法律学研究支援室


争議行為
 争議行為とは、労働者の団体が団結目的を達成するために、その統一的な意思決定に基づいてなす集団的行為であって、業務の正常な運営を阻害するものをいう。争議権は、憲法28条労組法(1・7・8条)によって保障され、争議行為を制限する立法を違憲・無効とする自由権的効果、争議行為を理由とする解雇等を違法とする公序設定効果、争議行為による刑事上・民事上の責任を免除する免責的効果をもつ。そして、争議権は、労使対等の促進と確保の必要から認められたものである。
 では、どのような争議行為が正当なものとして、労組法の保護を受けられるのだろうか。
 まず、争議権は、団体交渉を機能させ、労使の実質的対等を実現するために保障された権利である。したがって、争議行為の目的は、団体交渉において使用者が解決できる事項でなければならない。よって、政治目的のストライキには、正当性は認められない(三菱重工事件判例に同旨)。また、労働条件に関する事項を目的とする場合でも、争議権の濫用(民法1条3項参照)にあたり、正当性が認められない場合があると解するが、長期間ストライキを継続するなど極めて限定的に解するべきである。
 次に、争議行為の主体に関して、原則として、労働組合が行う争議行為であることを要する。此の点、管理職組合による争議行為が問題となる。

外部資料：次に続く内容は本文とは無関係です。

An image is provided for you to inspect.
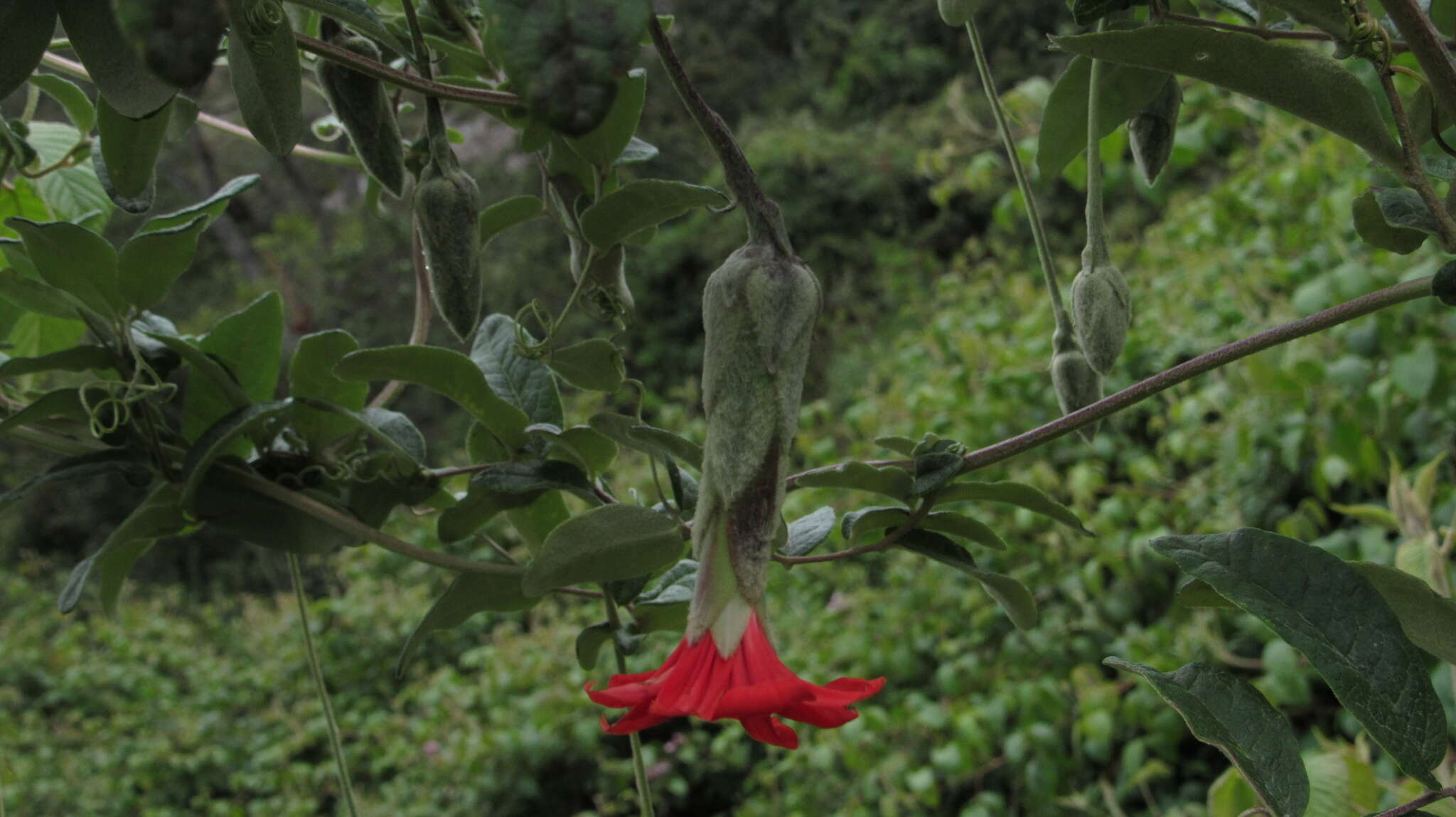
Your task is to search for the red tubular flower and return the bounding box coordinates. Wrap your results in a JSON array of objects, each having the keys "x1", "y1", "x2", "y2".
[{"x1": 587, "y1": 612, "x2": 885, "y2": 749}]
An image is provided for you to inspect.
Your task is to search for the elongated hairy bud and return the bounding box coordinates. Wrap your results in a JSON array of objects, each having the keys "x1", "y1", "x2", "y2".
[
  {"x1": 687, "y1": 243, "x2": 820, "y2": 639},
  {"x1": 1051, "y1": 324, "x2": 1102, "y2": 442},
  {"x1": 1127, "y1": 76, "x2": 1182, "y2": 185},
  {"x1": 317, "y1": 33, "x2": 405, "y2": 196},
  {"x1": 1071, "y1": 262, "x2": 1133, "y2": 374},
  {"x1": 415, "y1": 160, "x2": 482, "y2": 341}
]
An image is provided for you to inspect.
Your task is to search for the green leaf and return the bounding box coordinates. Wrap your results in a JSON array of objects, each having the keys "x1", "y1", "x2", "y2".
[
  {"x1": 546, "y1": 338, "x2": 628, "y2": 393},
  {"x1": 223, "y1": 0, "x2": 304, "y2": 156},
  {"x1": 567, "y1": 68, "x2": 646, "y2": 168},
  {"x1": 910, "y1": 452, "x2": 965, "y2": 496},
  {"x1": 289, "y1": 329, "x2": 368, "y2": 453},
  {"x1": 505, "y1": 491, "x2": 571, "y2": 556},
  {"x1": 139, "y1": 173, "x2": 259, "y2": 233},
  {"x1": 1267, "y1": 0, "x2": 1349, "y2": 42},
  {"x1": 919, "y1": 511, "x2": 1006, "y2": 550},
  {"x1": 0, "y1": 269, "x2": 80, "y2": 317},
  {"x1": 1051, "y1": 23, "x2": 1403, "y2": 169},
  {"x1": 628, "y1": 425, "x2": 703, "y2": 472},
  {"x1": 395, "y1": 574, "x2": 539, "y2": 680},
  {"x1": 779, "y1": 507, "x2": 835, "y2": 556},
  {"x1": 1349, "y1": 562, "x2": 1456, "y2": 664},
  {"x1": 1349, "y1": 188, "x2": 1440, "y2": 255},
  {"x1": 795, "y1": 461, "x2": 908, "y2": 500},
  {"x1": 0, "y1": 345, "x2": 117, "y2": 380},
  {"x1": 479, "y1": 195, "x2": 546, "y2": 249},
  {"x1": 289, "y1": 0, "x2": 414, "y2": 57},
  {"x1": 587, "y1": 412, "x2": 703, "y2": 471},
  {"x1": 616, "y1": 137, "x2": 658, "y2": 164},
  {"x1": 181, "y1": 399, "x2": 293, "y2": 508},
  {"x1": 581, "y1": 179, "x2": 728, "y2": 249},
  {"x1": 839, "y1": 506, "x2": 910, "y2": 542},
  {"x1": 333, "y1": 341, "x2": 528, "y2": 452},
  {"x1": 55, "y1": 0, "x2": 176, "y2": 117},
  {"x1": 1152, "y1": 527, "x2": 1446, "y2": 788},
  {"x1": 6, "y1": 217, "x2": 125, "y2": 316},
  {"x1": 935, "y1": 482, "x2": 1092, "y2": 536},
  {"x1": 1174, "y1": 577, "x2": 1238, "y2": 609},
  {"x1": 58, "y1": 484, "x2": 188, "y2": 616},
  {"x1": 435, "y1": 481, "x2": 542, "y2": 542},
  {"x1": 96, "y1": 96, "x2": 172, "y2": 213},
  {"x1": 899, "y1": 530, "x2": 1037, "y2": 629},
  {"x1": 471, "y1": 460, "x2": 601, "y2": 504},
  {"x1": 521, "y1": 506, "x2": 683, "y2": 596},
  {"x1": 291, "y1": 397, "x2": 425, "y2": 463},
  {"x1": 28, "y1": 73, "x2": 96, "y2": 134},
  {"x1": 471, "y1": 314, "x2": 562, "y2": 425},
  {"x1": 0, "y1": 389, "x2": 90, "y2": 434},
  {"x1": 1102, "y1": 658, "x2": 1309, "y2": 817},
  {"x1": 0, "y1": 0, "x2": 55, "y2": 99},
  {"x1": 577, "y1": 622, "x2": 613, "y2": 671},
  {"x1": 1037, "y1": 57, "x2": 1167, "y2": 179},
  {"x1": 181, "y1": 293, "x2": 282, "y2": 440},
  {"x1": 29, "y1": 122, "x2": 115, "y2": 224},
  {"x1": 117, "y1": 215, "x2": 207, "y2": 309},
  {"x1": 0, "y1": 449, "x2": 149, "y2": 511}
]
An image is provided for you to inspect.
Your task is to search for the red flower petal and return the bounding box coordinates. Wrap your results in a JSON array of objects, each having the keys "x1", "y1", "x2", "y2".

 このような管理職組合の争議行為が、労働法の保護を受けられるかどうかは、これら管理職が、労組法2条但書にいう「利益代表者」に該当するかによって判断される。ただし、仮に利益代表者に該当するとして、労組法の保護を受けられないとしても、憲法28条の保護は受けられる。
 そして、争議行為の態様は多様であるが、全部が正当とされるわけではない。
この点、ピケッティングについて、争いがある。ピケッティングとは、ストライキ中に会社に入構したり就労しようとする取引先や非組合員・代替労働者に対し、就労や入構をやめるように働きかけることをいう。では、暴力に至らない実力阻止も許されるのか。
 思うに、使用者は、争議行為中も創業の自由を有しているから、そのために必要な取引先や非組合員の入構を労働組合が実力で阻止するようなことは、財産権保護の観点からも、争議対等の原則からも妥当ではない。